Blocked ads on mobile phone

Wait! Doesn’t Google make most of its money on advertising?!

Yes, and — to their credit — when they block all the ads on sites that violate the ad standards, they’re also going to be blocking their own text, display, and digital video ads. They’re betting that users will be happier with a cleaner experience, and that they can make up the revenue on users browsing better sites more often.

Although, it’s worthy of note that since YouTube is compliant with these standards, there shouldn’t be any changes in ads on embedded YouTube videos, nor would ads be blocked on YouTube itself.

How will this affect my digital advertising?

Well, the good news is, if you’re a DSPolitical client, it probably won’t.

That’s because of the way we buy media for our clients. We are sticklers for ad quality to begin with, so our clients don’t have to worry that they’re going to have any drop in delivery or negative impacts to the quality metrics they see in our reporting dashboards. Since we buy high-quality ad impressions on reputable sites, it simply shouldn’t be an issue — and we’re not seeing any impact in our deliveries.

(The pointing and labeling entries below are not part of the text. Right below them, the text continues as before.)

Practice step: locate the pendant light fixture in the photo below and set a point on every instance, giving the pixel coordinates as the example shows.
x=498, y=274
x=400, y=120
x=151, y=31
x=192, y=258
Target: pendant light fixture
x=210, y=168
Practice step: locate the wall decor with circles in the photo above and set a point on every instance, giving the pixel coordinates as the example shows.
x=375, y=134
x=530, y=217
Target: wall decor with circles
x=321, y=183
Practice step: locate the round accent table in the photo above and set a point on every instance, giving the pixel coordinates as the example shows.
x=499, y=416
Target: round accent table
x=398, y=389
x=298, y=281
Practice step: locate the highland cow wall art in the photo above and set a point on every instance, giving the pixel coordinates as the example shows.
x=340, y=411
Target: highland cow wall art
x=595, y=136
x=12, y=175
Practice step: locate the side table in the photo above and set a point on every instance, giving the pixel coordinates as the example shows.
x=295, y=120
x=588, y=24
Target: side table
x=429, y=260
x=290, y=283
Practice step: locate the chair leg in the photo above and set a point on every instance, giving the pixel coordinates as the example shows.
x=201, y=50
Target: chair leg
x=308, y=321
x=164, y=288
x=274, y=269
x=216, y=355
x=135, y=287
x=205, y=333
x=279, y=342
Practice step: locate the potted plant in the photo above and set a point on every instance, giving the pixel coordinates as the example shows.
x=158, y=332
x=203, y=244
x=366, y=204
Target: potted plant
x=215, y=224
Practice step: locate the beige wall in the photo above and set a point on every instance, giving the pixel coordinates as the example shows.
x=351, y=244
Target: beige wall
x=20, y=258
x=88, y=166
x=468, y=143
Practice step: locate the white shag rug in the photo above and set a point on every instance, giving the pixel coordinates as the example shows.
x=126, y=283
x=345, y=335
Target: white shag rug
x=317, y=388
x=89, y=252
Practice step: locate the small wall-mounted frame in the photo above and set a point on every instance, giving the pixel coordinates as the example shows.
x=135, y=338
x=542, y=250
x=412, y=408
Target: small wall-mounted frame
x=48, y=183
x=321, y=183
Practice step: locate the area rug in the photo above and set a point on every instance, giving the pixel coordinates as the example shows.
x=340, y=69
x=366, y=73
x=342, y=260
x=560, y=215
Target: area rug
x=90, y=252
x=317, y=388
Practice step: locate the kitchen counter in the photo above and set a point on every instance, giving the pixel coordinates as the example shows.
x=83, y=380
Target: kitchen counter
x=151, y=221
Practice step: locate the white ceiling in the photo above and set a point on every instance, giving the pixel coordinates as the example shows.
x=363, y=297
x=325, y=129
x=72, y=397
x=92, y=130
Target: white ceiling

More broadly, this is going to be good for internet users (including you and me) as a whole, which is always a good thing for advertisers. Mainly, improving the overall experience online by disincentivizing publishers from filling their sites with intrusive and irritating ads means that — down the road — good advertising will be even more noticeable and viewable. And advertisers won’t have to resort to extreme measures to make sure that users see their messages.

We’re pretty excited to see the long term impact of quality measures like this on the online user experience, and we’re definitely watching closely as things develop.